Warm and breezy night in Jerusalem. I am seated at the back of the terrace restaurant, so the breeze doesn’t come my way, but I have the perfect observer’s field of vision. At this hour, about 8:00, I am surrounded by houkas and Arabic; clearly this spot is favored by locals. I linger over my dinner of tabbouleh salad, chicken mousakhan (cutlets smothered with spiced, grilled onions and toasted almonds), and more than one glass of the house white. I’m rewarded by a parade of internationals around 9:00. I suspect there must be Americans among them, but English does not rise above the din. Instead, I hear Spanish and German, and spot a young Asian couple silently texting over their meal. The elder gentleman of a French-speaking party asks for the extra chair at my table — in English. English! It must be the white wine and lack of houka smoke that gives me away. An Anglo-looking man with many cameras arrives and also partakes of the houka; I read in my brochure that The Jerusalem Hotel is “favored by media and creative types.” I think I have spotted one.

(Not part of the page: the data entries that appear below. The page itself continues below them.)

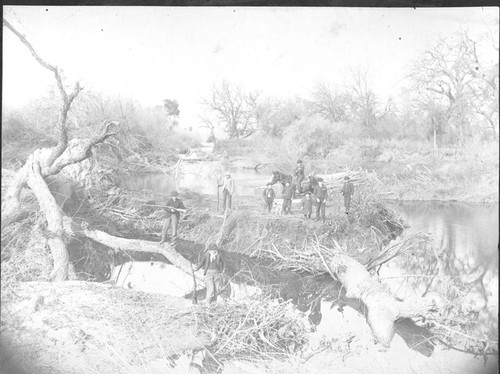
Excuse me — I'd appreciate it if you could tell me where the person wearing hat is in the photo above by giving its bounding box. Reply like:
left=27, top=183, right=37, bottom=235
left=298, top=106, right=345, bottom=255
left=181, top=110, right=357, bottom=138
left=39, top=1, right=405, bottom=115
left=314, top=178, right=328, bottom=223
left=340, top=176, right=354, bottom=214
left=295, top=160, right=304, bottom=193
left=262, top=182, right=276, bottom=212
left=281, top=181, right=293, bottom=214
left=195, top=243, right=224, bottom=304
left=160, top=191, right=186, bottom=244
left=218, top=171, right=234, bottom=211
left=302, top=191, right=314, bottom=218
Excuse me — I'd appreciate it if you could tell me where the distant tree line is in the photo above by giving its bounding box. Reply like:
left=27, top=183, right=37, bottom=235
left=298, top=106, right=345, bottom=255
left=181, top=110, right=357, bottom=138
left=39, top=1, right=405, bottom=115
left=201, top=31, right=498, bottom=149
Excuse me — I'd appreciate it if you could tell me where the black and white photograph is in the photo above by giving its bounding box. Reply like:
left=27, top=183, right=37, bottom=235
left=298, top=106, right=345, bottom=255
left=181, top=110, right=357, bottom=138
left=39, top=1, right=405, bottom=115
left=0, top=4, right=500, bottom=374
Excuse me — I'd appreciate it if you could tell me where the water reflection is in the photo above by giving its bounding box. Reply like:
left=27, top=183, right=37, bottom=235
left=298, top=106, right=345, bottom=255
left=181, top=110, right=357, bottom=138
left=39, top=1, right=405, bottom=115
left=380, top=202, right=498, bottom=340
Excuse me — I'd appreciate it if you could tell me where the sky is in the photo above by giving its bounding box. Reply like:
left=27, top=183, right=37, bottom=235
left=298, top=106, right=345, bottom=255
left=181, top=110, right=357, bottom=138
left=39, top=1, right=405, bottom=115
left=2, top=6, right=499, bottom=132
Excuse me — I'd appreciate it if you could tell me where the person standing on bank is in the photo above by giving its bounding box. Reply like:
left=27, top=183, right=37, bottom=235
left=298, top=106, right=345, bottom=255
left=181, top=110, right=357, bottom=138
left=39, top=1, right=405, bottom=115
left=195, top=243, right=224, bottom=304
left=160, top=191, right=186, bottom=244
left=295, top=160, right=304, bottom=193
left=341, top=176, right=354, bottom=214
left=302, top=191, right=314, bottom=218
left=219, top=172, right=234, bottom=212
left=282, top=181, right=293, bottom=214
left=262, top=182, right=276, bottom=212
left=314, top=178, right=328, bottom=223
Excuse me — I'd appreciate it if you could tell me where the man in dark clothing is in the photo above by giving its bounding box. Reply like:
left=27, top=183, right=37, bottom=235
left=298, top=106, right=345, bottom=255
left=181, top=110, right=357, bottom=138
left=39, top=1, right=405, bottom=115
left=314, top=178, right=328, bottom=223
left=262, top=182, right=276, bottom=212
left=295, top=160, right=304, bottom=193
left=302, top=191, right=314, bottom=218
left=219, top=172, right=234, bottom=212
left=282, top=182, right=293, bottom=214
left=195, top=243, right=224, bottom=304
left=341, top=176, right=354, bottom=214
left=160, top=191, right=186, bottom=243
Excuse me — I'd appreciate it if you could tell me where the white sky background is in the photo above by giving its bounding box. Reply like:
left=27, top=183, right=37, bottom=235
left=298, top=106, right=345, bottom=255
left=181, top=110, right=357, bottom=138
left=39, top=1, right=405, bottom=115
left=2, top=6, right=499, bottom=133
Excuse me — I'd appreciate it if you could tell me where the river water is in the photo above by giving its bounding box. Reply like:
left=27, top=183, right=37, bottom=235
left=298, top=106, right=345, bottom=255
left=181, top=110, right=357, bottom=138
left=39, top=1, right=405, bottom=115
left=115, top=166, right=499, bottom=372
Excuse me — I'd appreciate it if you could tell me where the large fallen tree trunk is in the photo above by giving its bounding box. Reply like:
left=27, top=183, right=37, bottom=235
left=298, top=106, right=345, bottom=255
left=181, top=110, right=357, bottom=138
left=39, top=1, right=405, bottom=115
left=312, top=245, right=435, bottom=348
left=2, top=19, right=117, bottom=281
left=63, top=216, right=202, bottom=280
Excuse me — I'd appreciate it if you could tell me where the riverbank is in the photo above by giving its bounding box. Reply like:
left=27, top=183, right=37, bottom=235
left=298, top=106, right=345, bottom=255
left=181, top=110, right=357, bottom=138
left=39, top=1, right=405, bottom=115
left=215, top=137, right=499, bottom=202
left=1, top=282, right=497, bottom=374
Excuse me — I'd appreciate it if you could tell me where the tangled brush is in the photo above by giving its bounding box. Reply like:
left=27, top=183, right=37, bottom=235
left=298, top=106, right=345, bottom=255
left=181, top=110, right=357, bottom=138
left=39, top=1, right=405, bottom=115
left=196, top=297, right=311, bottom=360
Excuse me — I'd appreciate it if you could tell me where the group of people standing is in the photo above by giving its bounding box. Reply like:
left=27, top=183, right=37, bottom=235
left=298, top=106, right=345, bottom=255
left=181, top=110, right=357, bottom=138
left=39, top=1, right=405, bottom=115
left=160, top=160, right=354, bottom=304
left=262, top=160, right=354, bottom=222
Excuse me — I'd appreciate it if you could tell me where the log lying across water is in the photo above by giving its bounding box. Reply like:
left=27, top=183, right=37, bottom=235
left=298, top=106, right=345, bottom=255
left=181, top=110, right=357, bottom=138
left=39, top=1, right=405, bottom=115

Jerusalem generously rewards the attentive observer. On my extended sherut ride here (that’s the shared taxi), I saw more than expected; the Israeli driver either forgot or didn’t understand where I was headed and I was the last to be dropped off, though we’d passed my hotel 30 minutes into the ride from the airport. He apologized profusely when I finally inquired about my fate, and even offered to buy me a coffee, after we stopped to refill the gas tank. (It was a long ride.) Along the way, I spotted a neon sign atop an otherwise undistinguished building; it read “olive trees will be our borders.” At first read, this was an ambiguous statement, at least to my ears. Knowing the history of the Isrealis’ destruction of hundreds of thousands of Palestinian olive trees over the decades, I supposed it could be a provocative statement. But back in my room, I googled the saying and found this, the “neon peace” sign on flickr:
Perhaps for some the conventional symbolism of the olive branch still holds, however tenuously. I go on to read today’s news of the peace talks. Abbas is in a corner — will he find a way to proceed short of a full Israeli freeze on settlement construction? An announcement is coming, says his spokesperson; I await the morning’s headlines.